Mustafa Yürekli

Mustafa Yürekli

Türkiye’nin Asya stratejisi

Türkiye’nin Asya stratejisi

Türkiye, bir yandan Rusya Ukrayna Savaşı’nı bitirmek için İstanbul’da diplomasi masasını kurarken; bir yandan da Pakistan Hindistan Savaşı’nı büyümeden önleyebiliyor. Irak, Suriye ve Filistin’de etkin politikalar üreten, Asya’da güçlenen Türkiye, Avrupa’da da ağırlığını artırıyor. Bunun bir açıklaması var.

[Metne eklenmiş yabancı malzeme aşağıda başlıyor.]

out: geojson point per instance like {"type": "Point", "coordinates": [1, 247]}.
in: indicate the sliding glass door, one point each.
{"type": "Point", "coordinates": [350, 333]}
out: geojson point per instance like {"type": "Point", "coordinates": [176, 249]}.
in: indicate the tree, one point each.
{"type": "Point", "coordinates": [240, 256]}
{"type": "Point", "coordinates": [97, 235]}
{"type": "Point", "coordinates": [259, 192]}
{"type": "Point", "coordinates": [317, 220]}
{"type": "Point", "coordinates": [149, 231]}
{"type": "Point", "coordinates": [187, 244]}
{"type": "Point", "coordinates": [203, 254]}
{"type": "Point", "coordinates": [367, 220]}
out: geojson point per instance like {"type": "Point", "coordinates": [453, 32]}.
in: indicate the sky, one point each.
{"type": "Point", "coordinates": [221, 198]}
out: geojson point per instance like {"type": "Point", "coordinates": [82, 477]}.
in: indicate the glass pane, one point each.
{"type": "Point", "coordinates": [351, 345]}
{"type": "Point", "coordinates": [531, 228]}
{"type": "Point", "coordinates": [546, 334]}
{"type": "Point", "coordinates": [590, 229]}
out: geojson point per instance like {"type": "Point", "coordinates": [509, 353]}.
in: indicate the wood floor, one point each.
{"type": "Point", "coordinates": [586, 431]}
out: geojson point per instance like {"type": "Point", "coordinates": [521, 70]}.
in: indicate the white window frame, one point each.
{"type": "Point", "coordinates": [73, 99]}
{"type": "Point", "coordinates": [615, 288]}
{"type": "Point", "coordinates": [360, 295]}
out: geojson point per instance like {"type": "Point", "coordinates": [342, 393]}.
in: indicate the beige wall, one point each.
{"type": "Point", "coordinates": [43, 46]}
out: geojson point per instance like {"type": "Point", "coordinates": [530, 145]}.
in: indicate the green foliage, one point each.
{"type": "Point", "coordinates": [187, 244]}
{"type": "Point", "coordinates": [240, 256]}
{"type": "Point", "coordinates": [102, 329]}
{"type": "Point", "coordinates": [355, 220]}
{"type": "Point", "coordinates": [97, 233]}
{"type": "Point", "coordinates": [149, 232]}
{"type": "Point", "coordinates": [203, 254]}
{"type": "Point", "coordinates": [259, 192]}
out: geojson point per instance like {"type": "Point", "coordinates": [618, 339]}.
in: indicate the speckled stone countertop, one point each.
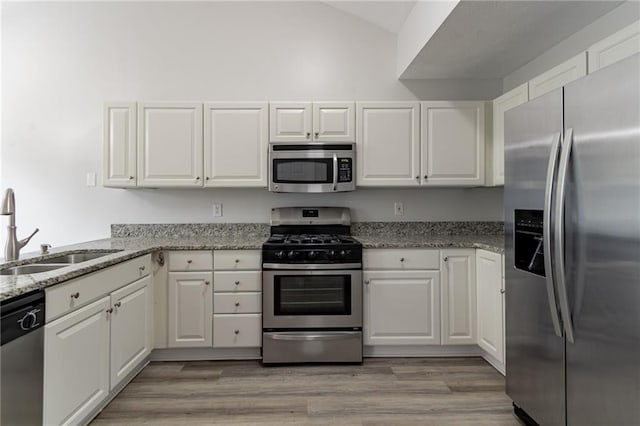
{"type": "Point", "coordinates": [137, 240]}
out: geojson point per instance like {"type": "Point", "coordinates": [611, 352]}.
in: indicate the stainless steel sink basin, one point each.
{"type": "Point", "coordinates": [29, 269]}
{"type": "Point", "coordinates": [76, 257]}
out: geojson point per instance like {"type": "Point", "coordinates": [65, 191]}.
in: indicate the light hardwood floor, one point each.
{"type": "Point", "coordinates": [389, 391]}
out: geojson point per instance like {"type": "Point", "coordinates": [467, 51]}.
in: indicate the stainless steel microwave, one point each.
{"type": "Point", "coordinates": [312, 167]}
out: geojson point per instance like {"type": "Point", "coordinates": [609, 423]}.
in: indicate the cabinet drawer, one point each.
{"type": "Point", "coordinates": [236, 260]}
{"type": "Point", "coordinates": [231, 331]}
{"type": "Point", "coordinates": [80, 291]}
{"type": "Point", "coordinates": [237, 281]}
{"type": "Point", "coordinates": [237, 303]}
{"type": "Point", "coordinates": [190, 261]}
{"type": "Point", "coordinates": [400, 259]}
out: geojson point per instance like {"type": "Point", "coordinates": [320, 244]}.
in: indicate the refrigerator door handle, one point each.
{"type": "Point", "coordinates": [563, 299]}
{"type": "Point", "coordinates": [546, 235]}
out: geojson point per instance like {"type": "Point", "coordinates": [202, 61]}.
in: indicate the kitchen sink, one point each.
{"type": "Point", "coordinates": [29, 269]}
{"type": "Point", "coordinates": [76, 257]}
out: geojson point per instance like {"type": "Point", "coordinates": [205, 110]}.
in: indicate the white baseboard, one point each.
{"type": "Point", "coordinates": [205, 354]}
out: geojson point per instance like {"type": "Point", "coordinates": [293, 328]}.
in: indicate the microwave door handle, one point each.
{"type": "Point", "coordinates": [335, 171]}
{"type": "Point", "coordinates": [546, 235]}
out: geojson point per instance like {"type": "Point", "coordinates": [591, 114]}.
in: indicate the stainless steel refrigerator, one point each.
{"type": "Point", "coordinates": [572, 240]}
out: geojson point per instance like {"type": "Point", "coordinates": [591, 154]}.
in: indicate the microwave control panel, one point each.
{"type": "Point", "coordinates": [345, 167]}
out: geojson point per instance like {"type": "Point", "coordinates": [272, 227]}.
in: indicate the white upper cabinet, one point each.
{"type": "Point", "coordinates": [558, 76]}
{"type": "Point", "coordinates": [235, 144]}
{"type": "Point", "coordinates": [119, 145]}
{"type": "Point", "coordinates": [511, 99]}
{"type": "Point", "coordinates": [452, 143]}
{"type": "Point", "coordinates": [311, 122]}
{"type": "Point", "coordinates": [388, 143]}
{"type": "Point", "coordinates": [290, 122]}
{"type": "Point", "coordinates": [618, 46]}
{"type": "Point", "coordinates": [170, 144]}
{"type": "Point", "coordinates": [334, 122]}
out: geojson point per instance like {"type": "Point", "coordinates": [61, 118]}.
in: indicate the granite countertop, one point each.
{"type": "Point", "coordinates": [128, 248]}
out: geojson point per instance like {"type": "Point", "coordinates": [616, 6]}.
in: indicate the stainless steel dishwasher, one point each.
{"type": "Point", "coordinates": [22, 359]}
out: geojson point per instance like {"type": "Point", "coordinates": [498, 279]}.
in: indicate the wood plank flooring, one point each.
{"type": "Point", "coordinates": [382, 391]}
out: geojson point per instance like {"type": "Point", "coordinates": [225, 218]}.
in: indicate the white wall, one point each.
{"type": "Point", "coordinates": [62, 61]}
{"type": "Point", "coordinates": [618, 18]}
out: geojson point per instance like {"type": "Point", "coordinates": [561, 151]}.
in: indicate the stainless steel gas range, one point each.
{"type": "Point", "coordinates": [312, 287]}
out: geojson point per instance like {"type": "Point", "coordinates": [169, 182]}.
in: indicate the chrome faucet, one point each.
{"type": "Point", "coordinates": [13, 246]}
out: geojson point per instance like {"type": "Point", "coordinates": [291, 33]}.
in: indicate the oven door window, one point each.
{"type": "Point", "coordinates": [303, 170]}
{"type": "Point", "coordinates": [312, 295]}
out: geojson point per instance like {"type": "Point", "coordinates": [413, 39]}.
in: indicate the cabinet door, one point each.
{"type": "Point", "coordinates": [235, 144]}
{"type": "Point", "coordinates": [511, 99]}
{"type": "Point", "coordinates": [402, 308]}
{"type": "Point", "coordinates": [170, 144]}
{"type": "Point", "coordinates": [558, 76]}
{"type": "Point", "coordinates": [620, 45]}
{"type": "Point", "coordinates": [452, 143]}
{"type": "Point", "coordinates": [76, 364]}
{"type": "Point", "coordinates": [190, 309]}
{"type": "Point", "coordinates": [489, 284]}
{"type": "Point", "coordinates": [290, 122]}
{"type": "Point", "coordinates": [131, 328]}
{"type": "Point", "coordinates": [119, 145]}
{"type": "Point", "coordinates": [334, 122]}
{"type": "Point", "coordinates": [388, 138]}
{"type": "Point", "coordinates": [458, 297]}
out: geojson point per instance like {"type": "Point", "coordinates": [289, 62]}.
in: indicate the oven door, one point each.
{"type": "Point", "coordinates": [307, 299]}
{"type": "Point", "coordinates": [311, 168]}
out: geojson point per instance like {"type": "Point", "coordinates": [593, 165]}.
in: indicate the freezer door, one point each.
{"type": "Point", "coordinates": [602, 228]}
{"type": "Point", "coordinates": [534, 352]}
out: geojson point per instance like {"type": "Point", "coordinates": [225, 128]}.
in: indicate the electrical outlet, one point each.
{"type": "Point", "coordinates": [91, 179]}
{"type": "Point", "coordinates": [398, 208]}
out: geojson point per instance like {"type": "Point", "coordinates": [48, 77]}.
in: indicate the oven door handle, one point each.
{"type": "Point", "coordinates": [312, 266]}
{"type": "Point", "coordinates": [312, 337]}
{"type": "Point", "coordinates": [335, 171]}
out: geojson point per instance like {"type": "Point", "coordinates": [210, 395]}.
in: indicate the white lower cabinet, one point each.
{"type": "Point", "coordinates": [402, 307]}
{"type": "Point", "coordinates": [91, 349]}
{"type": "Point", "coordinates": [490, 303]}
{"type": "Point", "coordinates": [458, 296]}
{"type": "Point", "coordinates": [190, 309]}
{"type": "Point", "coordinates": [131, 330]}
{"type": "Point", "coordinates": [76, 363]}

İkinci Dünya Savaşı’nın ardından inşa edilen, 1991’de Sovyetler’in yıkılmasıyla kendi içinde ciddi dönüşüm geçiren küresel düzen, bir kez daha yol ayrımında. Savaşın ardından özellikle askeri meselelerde neredeyse tamamen ABD’nin güdümüne giren Avrupa, karşılıklı bağımlılık ve güvenlik ikileminde bugün gelinen noktada kısaca kendi kendine yetebilmeyi hedefliyor. Rusya Ukrayna Savaşı, Avrupa’yı bağımlılık güvenlik ikilemine soktu..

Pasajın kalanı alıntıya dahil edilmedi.